To all Phoenix Employees:

Today, Phoenix Corporation and U.S. Bancorp announced that Phoenix will combine
with U.S. Bank. The new company will have more than $100 billion in payment
processing volume in 2001, solidifying our joint position as the third largest
payment processor in the United States.

Together, we will make a great team. Our two authorization and processing
capabilities create an outstanding end-to-end technology solution. Our mutual
commitment to sales and service positions us for even greater growth.

The new Phoenix will become a separate subsidiary of U.S. Bancorp and retain the
Phoenix name. The organization will be led by Edward Grzedzinski, who will
become a vice chairman and report directly to Jerry Grundhofer, president and
chief executive officer of U.S. Bancorp. We are excited about the opportunity to
work together and are committed to this high growth payment services business
for the long-term.

As you may already know, U.S. Bancorp and Firstar Corporation recently merged to
create the 8th largest financial services holding company in the nation. The new
U.S. Bancorp serves more than 10 million customers across 24 states.

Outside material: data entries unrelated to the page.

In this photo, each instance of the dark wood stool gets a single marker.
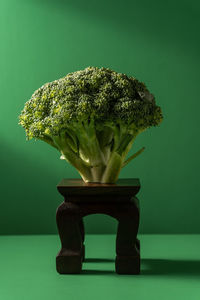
(116, 200)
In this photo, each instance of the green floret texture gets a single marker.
(92, 118)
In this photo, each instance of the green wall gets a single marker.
(156, 41)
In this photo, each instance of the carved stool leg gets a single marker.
(69, 259)
(127, 245)
(82, 230)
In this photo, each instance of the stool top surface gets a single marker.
(129, 186)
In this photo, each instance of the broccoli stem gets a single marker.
(113, 168)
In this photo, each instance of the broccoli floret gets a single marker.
(92, 118)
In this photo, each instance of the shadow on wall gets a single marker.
(145, 18)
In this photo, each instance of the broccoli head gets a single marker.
(92, 118)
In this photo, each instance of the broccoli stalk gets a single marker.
(92, 118)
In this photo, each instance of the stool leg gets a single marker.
(82, 231)
(128, 253)
(69, 259)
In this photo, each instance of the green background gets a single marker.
(157, 42)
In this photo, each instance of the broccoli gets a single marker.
(92, 118)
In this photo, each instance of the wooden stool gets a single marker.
(116, 200)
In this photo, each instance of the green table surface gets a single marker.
(170, 269)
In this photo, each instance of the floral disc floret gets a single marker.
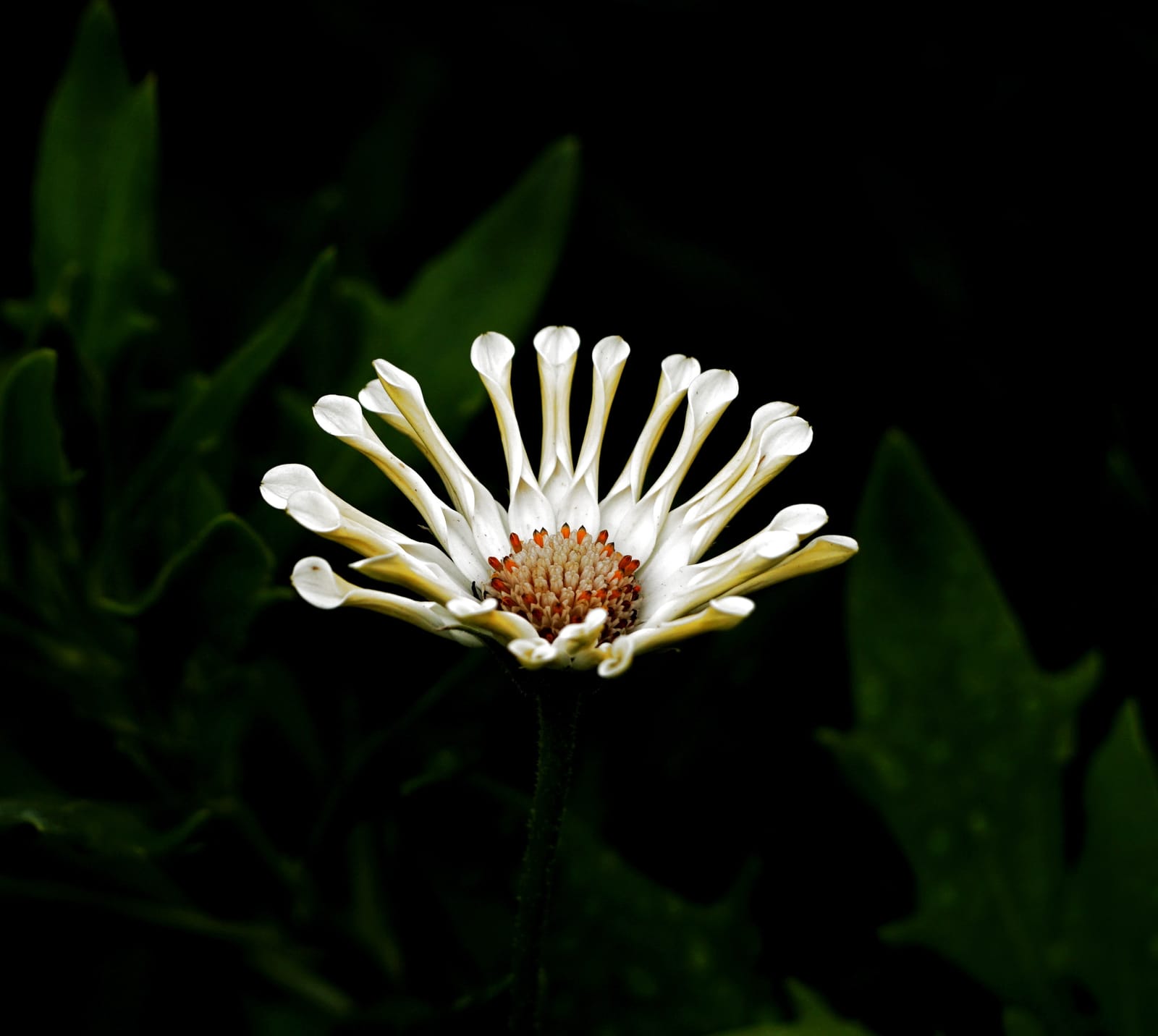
(554, 579)
(565, 599)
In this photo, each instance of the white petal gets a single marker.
(373, 397)
(345, 524)
(822, 553)
(536, 653)
(530, 509)
(708, 397)
(774, 440)
(318, 585)
(486, 617)
(620, 655)
(721, 613)
(577, 637)
(689, 587)
(415, 573)
(468, 495)
(582, 505)
(343, 418)
(677, 374)
(556, 347)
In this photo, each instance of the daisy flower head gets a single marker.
(562, 576)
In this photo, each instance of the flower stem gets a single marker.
(559, 700)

A subsidiary of U.S. Bancorp, U.S. Bank is the largest provider of Visa(R)
corporate and purchasing cards in the commercial marketplace and is the leading
provider of purchasing cards to the federal government. Its merchant processing
group serves more than 90,000 businesses and ranks among the top 10 processors
of Visa and Mastercard(R) transactions. Last year alone, U.S. Bank increased
merchant processing volume 16 percent to more than $36 billion and extended its
merchant payment acceptance offerings to include electronic check and gift card
processing.

Phoenix and U.S. Bank are a terrific match. Phoenix's multiple distribution
channels and relationships with small and medium-sized merchants are very
complementary with U.S. Bank's current customer base. All our customers will
benefit from the additional products and services generated by this combination.

The transaction is expected to close by the end of third quarter 2001. We're
sure you have many questions, and you'll receive additional materials to help
you get to know U.S. Bank. Upcoming employee meetings will give you a more
complete understanding of our new company.

By joining forces, we will create a compelling competitive advantage and deliver
real benefits to our customers and shareholders. We will continue to keep you
informed as our two organizations come together.

Sincerely,

Jerry A. Grundhofer                                Edward Grzedzinski
President and Chief Executive Officer              Chairman, President and Chief
U.S. Bancorp                                       Executive Officer
                                                   Phoenix Corp.